Botella intacta, un brindis se pacta
Jackson Browne (gringo roquero)
¡Válgame unas santas copas todo lo que ha acaecido! Cada vez que me acuerdo, me persigno y hago un brindis por haber salvado el pellejo de las correrías dominicales. Porque solo la estoy contando gracias al Señor que es mi pastor y la botella que puso en mis manos.
Así pasaron las cosas. Días después de mi encuentro cercano con el peñasco aquel, con la mitad del cerebro escapándose por el rajo abierto más grande del mundo, vino el acabóse. El Big Bang. La frente tomó vida propia y se hinchó. Se hinchó y creció y me transfiguró. ¡Qué diablos! Agachado por el peso –sí, un plomo en la cabeza- partí raudo a buscarme una cura. La ocasión y el dolor ameritaban Clos, pero ni él ni Tetra alguno se divisaban en los estantes del almacén.
Valga decir que mi sufrimiento valía lágrimas que mi honra gallardamente retuvo. La misericordia del dueño -¡Dios lo tenga en su gloria y se lo pague!- fue mi salvación. Con palabras que mi adolorido cerebro no pudo retener, me entregó una botella y me animó con la presión de sus manos en mi espalda, a visitar un médico. Hazte ver, creo que fueron sus palabras de aliento.
Oí su sabio consejo y partí al consultorio. Cada tanto debía parar y untar mis labios con el antibiótico tinto. No habría podido llegar a la meta sin su apoyo.
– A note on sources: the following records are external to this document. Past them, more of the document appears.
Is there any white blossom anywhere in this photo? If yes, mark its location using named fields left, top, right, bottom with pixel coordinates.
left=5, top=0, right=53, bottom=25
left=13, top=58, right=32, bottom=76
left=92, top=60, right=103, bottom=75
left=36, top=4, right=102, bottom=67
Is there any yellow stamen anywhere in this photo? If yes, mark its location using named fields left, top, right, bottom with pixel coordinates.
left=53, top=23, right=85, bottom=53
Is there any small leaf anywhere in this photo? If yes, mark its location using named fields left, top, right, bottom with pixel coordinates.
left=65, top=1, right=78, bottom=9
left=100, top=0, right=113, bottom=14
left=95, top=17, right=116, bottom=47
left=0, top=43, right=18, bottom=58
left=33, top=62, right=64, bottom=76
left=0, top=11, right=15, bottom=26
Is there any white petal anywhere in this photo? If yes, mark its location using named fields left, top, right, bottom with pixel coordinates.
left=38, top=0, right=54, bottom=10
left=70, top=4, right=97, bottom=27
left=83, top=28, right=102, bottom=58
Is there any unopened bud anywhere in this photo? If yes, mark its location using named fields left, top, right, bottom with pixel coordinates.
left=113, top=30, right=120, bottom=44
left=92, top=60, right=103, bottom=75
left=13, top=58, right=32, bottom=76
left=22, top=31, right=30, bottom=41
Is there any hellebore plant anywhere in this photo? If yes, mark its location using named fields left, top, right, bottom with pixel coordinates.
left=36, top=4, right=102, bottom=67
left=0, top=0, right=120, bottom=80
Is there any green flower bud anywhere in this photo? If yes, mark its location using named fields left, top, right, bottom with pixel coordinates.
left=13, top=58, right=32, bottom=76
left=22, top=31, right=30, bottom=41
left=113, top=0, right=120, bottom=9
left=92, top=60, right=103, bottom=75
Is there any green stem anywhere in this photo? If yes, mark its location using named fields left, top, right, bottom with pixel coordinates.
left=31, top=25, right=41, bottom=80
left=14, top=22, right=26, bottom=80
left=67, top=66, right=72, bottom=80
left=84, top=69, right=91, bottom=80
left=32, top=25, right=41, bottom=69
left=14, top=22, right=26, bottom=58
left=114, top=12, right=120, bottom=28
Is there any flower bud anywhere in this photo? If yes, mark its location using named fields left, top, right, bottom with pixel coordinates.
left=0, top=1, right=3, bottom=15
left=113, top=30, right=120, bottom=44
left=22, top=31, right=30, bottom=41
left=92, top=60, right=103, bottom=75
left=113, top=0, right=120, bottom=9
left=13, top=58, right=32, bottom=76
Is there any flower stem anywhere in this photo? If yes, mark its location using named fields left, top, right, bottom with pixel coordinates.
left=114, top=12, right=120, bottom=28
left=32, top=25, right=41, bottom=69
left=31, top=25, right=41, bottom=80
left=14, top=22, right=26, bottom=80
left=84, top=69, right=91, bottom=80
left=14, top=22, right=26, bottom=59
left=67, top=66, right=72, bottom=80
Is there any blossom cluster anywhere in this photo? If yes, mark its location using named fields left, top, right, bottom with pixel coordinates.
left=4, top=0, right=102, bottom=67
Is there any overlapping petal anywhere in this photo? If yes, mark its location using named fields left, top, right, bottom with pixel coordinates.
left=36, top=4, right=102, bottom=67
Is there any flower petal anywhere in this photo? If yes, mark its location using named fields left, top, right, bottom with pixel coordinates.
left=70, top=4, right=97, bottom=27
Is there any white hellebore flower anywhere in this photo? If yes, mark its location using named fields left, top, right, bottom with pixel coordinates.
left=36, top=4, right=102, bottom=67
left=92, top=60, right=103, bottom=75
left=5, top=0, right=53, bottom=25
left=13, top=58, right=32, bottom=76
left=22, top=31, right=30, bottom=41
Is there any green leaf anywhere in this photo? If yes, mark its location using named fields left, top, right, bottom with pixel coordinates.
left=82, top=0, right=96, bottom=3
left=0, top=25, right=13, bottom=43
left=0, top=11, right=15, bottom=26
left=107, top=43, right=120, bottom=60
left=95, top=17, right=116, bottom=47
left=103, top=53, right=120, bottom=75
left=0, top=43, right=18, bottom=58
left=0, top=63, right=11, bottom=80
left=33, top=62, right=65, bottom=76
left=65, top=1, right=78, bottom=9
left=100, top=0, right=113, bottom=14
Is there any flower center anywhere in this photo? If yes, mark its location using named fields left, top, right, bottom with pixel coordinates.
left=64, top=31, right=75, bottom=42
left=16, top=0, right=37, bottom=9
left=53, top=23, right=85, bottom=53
Gracias, amigo.
Arribé con la cabeza gacha de tanta presión, pero la botella en ristre en señal de victoria. Todos en la sala de espera se apartaron rápidamente para abrirme paso, admirados de mi hazaña. El angelito de blanco en el mesón, sin embargo, me lo hizo difícil:
-- Señor, tome asiento y lo llamaremos.
-- Qué asiento, mijita. ¿No ve que se me escapa el cerebro?
En eso estábamos, ella fingiendo que no me comprendía y yo defendiendo mis derechos, cuando ocurrió. Se oyeron algunos gritos en la sala, y entró la afrenta más grande a una botella que haya visto jamás. Caminando semi encorvado, con las manos aferrándose a sus muslos y los pantalones a medio camino, un hombre bramaba a viva voz: “Me caí en la botella, me caí en la botella”. Y sí, de esa parte donde sale lo peor de la humanidad, se asomaba una tres cuartos cuya etiqueta no pude ver. Abracé a la mía para que no viera semejante espectáculo, y me volví invisible en un rincón para que el castrador de botellas no se me acercara.
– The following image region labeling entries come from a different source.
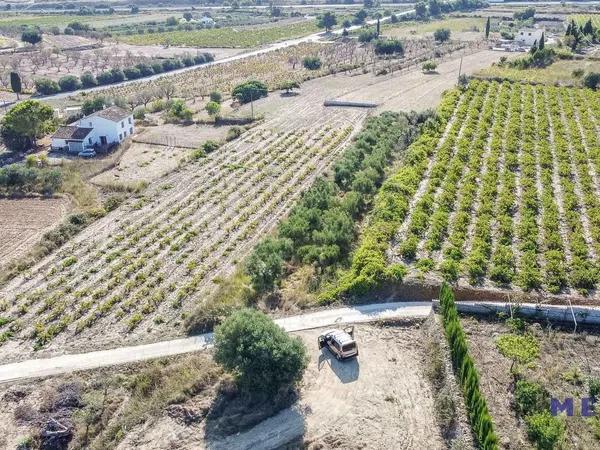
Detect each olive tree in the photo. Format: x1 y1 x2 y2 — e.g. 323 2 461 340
215 309 308 399
0 100 55 150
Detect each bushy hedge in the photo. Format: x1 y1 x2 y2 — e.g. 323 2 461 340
320 89 462 302
231 80 269 103
440 283 498 450
35 53 215 95
0 164 62 195
246 112 430 292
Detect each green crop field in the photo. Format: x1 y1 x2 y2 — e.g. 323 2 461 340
324 80 600 300
120 20 319 48
569 14 600 28
0 13 173 28
383 17 486 36
475 59 600 86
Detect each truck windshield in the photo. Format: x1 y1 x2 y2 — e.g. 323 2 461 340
342 342 356 352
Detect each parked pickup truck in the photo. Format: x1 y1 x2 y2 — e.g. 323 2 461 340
318 327 358 360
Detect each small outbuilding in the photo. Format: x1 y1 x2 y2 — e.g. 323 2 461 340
515 28 544 47
51 106 135 153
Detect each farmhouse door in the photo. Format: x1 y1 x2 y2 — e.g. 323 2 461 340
68 141 83 153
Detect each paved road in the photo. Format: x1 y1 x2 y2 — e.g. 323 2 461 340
0 302 431 384
28 9 414 100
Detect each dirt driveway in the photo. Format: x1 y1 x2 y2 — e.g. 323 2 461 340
119 322 444 450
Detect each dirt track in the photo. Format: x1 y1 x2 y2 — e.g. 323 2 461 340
118 324 444 450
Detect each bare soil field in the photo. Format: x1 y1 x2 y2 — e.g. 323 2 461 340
199 325 445 450
135 122 230 148
0 321 446 450
461 317 600 450
0 40 243 89
238 50 503 116
0 47 508 359
0 198 71 267
90 143 189 187
0 88 366 357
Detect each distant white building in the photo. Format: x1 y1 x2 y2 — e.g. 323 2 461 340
51 106 135 153
198 16 215 27
515 28 544 47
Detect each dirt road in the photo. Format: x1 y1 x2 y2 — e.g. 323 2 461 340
117 321 445 450
0 302 431 384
No sé cuánto más tarde, todavía en shock, oí que me llamaban. Un hombre de blanco me hizo pasar a una sala. Quiso retener mi botella y no lo dejé, ¡cómo después de lo visto!
Algo me hicieron en la cabeza, algo apretaron, algo líquido echaron. Ya no importa. Salí con un parche gigante en mi frente, aturdido, pero a salvo con la botella en las manos. Y que estuviera en mis manos, dadas las circunstancias, fue mi motivo para agradecerle encarecidamente al Señor. ¡Salud!